Rudy Giuliani, President Trump’s personal attorney and Borat Subsequent Moviefilm star, is holding to the assertion that he and his client bear no responsibility for the Capitol insurrection last week. Despite months of loud, leaky protestations that the election was stolen through dubious allegations of fraud, leading up to an impassioned speech before the Capitol march, Giuliani is employing an unusual defense for his fighting words.

At last Wednesday’s rally, he called for “trial by combat” to validate his claims of mass voter fraud and tampering. (“If we are wrong, we will be made fools of, but if we're right, a lot of them will go to jail. So let's have trial by combat,” he said.) Giuliani tells the Hill’s Brett Samuels that this was intended to be a roundabout reference to Game of Thrones and not fighting words:

“I was referencing the kind of trial that took place for Tyrion in that very famous documentary about fictitious medieval England. When Tyrion, who is a very small man, is accused of murder. He didn't commit murder, he can't defend himself, and he hires a champion to defend him... And I’m talking about trial by machines. In fact, you’ll see it comes up exactly in the context of I challenge them to allow us to examine their [voting] machines.”
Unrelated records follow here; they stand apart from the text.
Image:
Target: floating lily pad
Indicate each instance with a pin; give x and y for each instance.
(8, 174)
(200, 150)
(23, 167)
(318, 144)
He goes onto compare this to other rallies he’s spoken at that led to an immediately charged-up response from the crowd, “where people jump up and say, ‘lock him up,’” so this was different. It’s consistent with Trump’s defense, suggesting that his directives to march down to the Capitol bear no causation to the ensuing violence.

Despite their entangled fates, Giuliani has apparently fallen out of favor with Trump after his second impeachment on Wednesday. According to the Washington Post, President Trump is reportedly blaming Giuliani’s slapdash, geriatric legal strategy for the latest impeachment vote, and has told staffers to stop paying Giuliani’s legal fees. In recent days, the pair have rushed to roll back the inflamed rhetoric to their legal benefit, with Trump employing his somber dulcet tones in a Wednesday evening video to claim that “no true supporter of mine could ever endorse political violence.”

Although he’s been racewalking to the bottom for much of the past decade, Giuliani kicked things into another gear in the past six months. His infamous appearance in the Borat sequel, featuring the longest shirt-tuck of all time, was telegraphed by that amazing Page Six interview over the summer, when he employed Borat voice as evidence that he wasn’t duped by Sacha Baron Cohen. Giuliani’s election defense efforts will be remembered for their consistent failure, first and foremost, but also for the possible farts, dripping hair makeup, and humiliating forays into landscaping. Like everyone else who’s flown too close to the sun in Trump’s orbit, Giuliani’s torpedoed what’s left of his reputation, along with the sycophantic loyalty points.